A somber Hanukkah-Christmas reminder: Ruthie Blum

http://www.israelhayom.com/site/newsletter_opinion.php?id=17969

It is sadly fitting that, for the first time since 1978, this year the lighting of the first Hanukkah candle coincides with Christmas Eve.

Though the two holidays have nothing in common, they are often lumped together. This is partly due to their proximity on the Gregorian calendar. It is also a period when Jewish and Christian students in the West are let out of school for what is now called “winter vacation,” with a lot of gift-giving and overeating taking place.

But this year, Jews and Christians would do well to embrace a deeper similarity, and say prayers for one another — even while some are drinking eggnog at the foot of lavishly decorated trees, while others are feasting on jelly donuts around lit candles.

Last year on Dec. 24, Egyptian President Abdel Fattah el-Sissi attended mass at St. Mark’s Orthodox Coptic Church in Cairo to show that things in his country were going to be different now that the Muslim Brotherhood’s Mohammed Morsi was no longer at the helm. This gesture, like el-Sissi’s strengthening ties with Israeli Prime Minister Benjamin Netanyahu, was particularly significant in a region ravaged by full-fledged genocidal war and horrific low-resolution conflicts. The message he was trying to convey was that Egypt under his rule would treat its Christian minority with respect. In the months since then, he has also made moves to embrace his country’s treaty with the Jewish state, with which he shares the goal of fending off terrorists in Gaza and the Sinai Peninsula. Perhaps mystically, the last time Hanukkah and Christmas Eve fell on the same night occurred three months after the signing of the Camp David Accords, the precursor to that treaty.

El-Sissi’s efforts have not paid off too well on either front. At the Rio Olympic Games in August, though his government warned judoka Islam El Shehaby that if he did not compete against Israeli contender Or Sasson he would be stripped of his Egyptian citizenship, fellow countrymen from all walks of life urged him not to “shame Islam” by fighting Sasson, and afterward denounced him for sharing the mat with a Jew.

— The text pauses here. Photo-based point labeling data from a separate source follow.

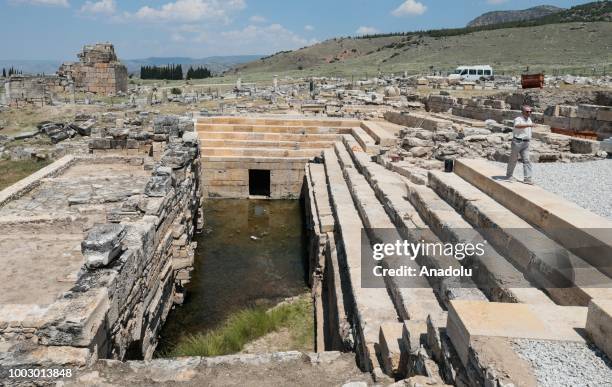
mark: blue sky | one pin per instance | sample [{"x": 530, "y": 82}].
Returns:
[{"x": 57, "y": 29}]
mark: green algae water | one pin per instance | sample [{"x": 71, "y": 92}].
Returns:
[{"x": 251, "y": 253}]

Also in the year since el-Sissi went to church, Islamist terrorists have continued, as before, to commit heinous acts of violence against the Copts. This month, during Sunday prayers at the very cathedral that el-Sissi visited in 2015, two dozen worshippers were killed and many more wounded when a bomb went off in the packed premises. Though there is still some confusion as to whether the mass murder was carried out by suicide bomber or a terrorist who laid the explosives near a pew, the Islamic State organization took happy credit for the snuffing out of the lives of innocent Christians, mostly women and children, and vowed to continue its annihilation of “apostates” everywhere.

El-Sissi announced that the suspected perpetrator was a member of the Muslim Brotherhood who had established ties with a Sinai-based Islamic State affiliate.

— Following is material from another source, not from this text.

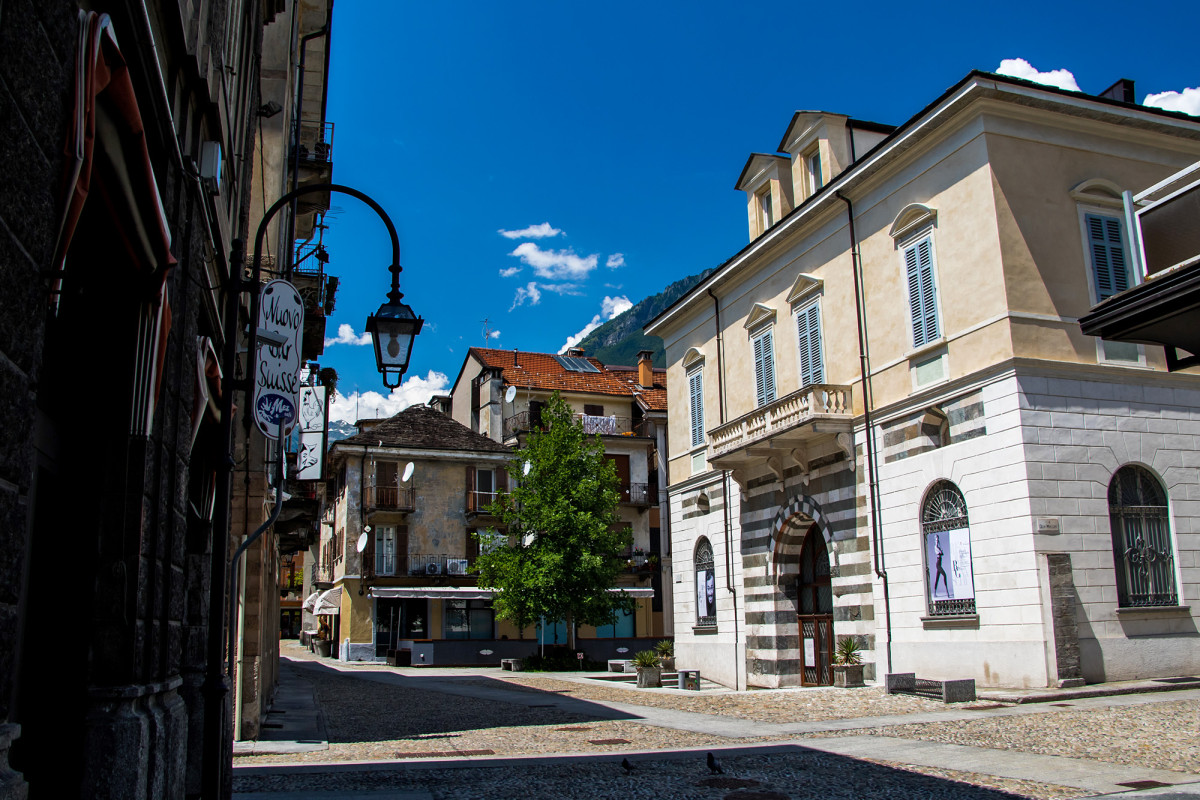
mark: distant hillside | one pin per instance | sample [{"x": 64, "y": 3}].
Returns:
[{"x": 618, "y": 341}]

But it doesn’t really matter which branch or sect he or she swore allegiance to. What is and should be of concern is that the Judeo-Christian world — and worldview — is under perpetual assault. As Netanyahu pointed out in his annual Christmas message, which he delivered from the courtyard of the International Christian Embassy in Jerusalem, Jews and Christians are both threatened by the “forces of intolerance” and “barbarism.”

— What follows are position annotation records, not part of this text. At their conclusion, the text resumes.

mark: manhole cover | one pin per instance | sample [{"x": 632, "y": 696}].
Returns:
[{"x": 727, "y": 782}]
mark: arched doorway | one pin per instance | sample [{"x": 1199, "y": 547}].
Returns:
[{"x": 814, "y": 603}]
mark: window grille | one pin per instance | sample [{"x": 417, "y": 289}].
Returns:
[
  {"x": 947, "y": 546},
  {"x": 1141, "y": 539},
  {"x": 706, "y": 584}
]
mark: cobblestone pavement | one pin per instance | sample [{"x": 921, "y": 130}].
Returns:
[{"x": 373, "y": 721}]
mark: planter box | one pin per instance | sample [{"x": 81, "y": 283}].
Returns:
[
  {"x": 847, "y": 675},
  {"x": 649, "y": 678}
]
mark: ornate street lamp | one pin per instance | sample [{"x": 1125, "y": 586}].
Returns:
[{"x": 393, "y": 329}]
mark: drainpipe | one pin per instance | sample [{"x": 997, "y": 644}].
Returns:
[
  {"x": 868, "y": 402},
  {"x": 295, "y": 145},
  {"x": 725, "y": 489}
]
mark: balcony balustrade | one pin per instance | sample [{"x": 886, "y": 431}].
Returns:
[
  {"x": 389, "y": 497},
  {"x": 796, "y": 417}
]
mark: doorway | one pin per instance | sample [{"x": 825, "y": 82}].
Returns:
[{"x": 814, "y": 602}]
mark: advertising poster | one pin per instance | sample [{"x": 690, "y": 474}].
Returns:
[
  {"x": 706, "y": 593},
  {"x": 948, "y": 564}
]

These forces are not only armed with bombs, guns, knives and other deadly weapons, however. What they have at their disposal is a slew of both active and unwitting fellow travelers outside the Middle East, who enable the permeation into democratic societies of a sick mindset. Though much is being written and debated about “open border” policies, which have led to the infiltration of hostile elements into Western countries, just as much needs to be said about the way in which the phenomenon of radical Islam is eating away at the fabric of Judeo-Christian societies, without firing a single shot.

They do this with the help of a popular culture that is already infected with political correctness. Indeed, without shedding a drop of anyone’s blood, they are able to intimidate good people into feeling that their entire value system is defective at best, if not outright immoral. They gnaw away at norms born of tradition and common sense to such an extent that “Merry Christmas” has been replaced by “Happy Holidays,” so as to avoid offending those who do not celebrate the birth of Jesus. Since no Jew has ever been the least bit put off by such a greeting, it is clear which population’s affront is being taken into account.

Jews and Christians who are stabbed or rammed with trucks or who witness loved ones being blown to bits are smacked into seeing what is happening around them. Those who are complacent need to be reminded that they are frogs sharing a pot on a low flame, lulled into passivity before being boiled to death.

It is a somber note on which to end a Hanukkah-Christmas blessing, but a necessary one.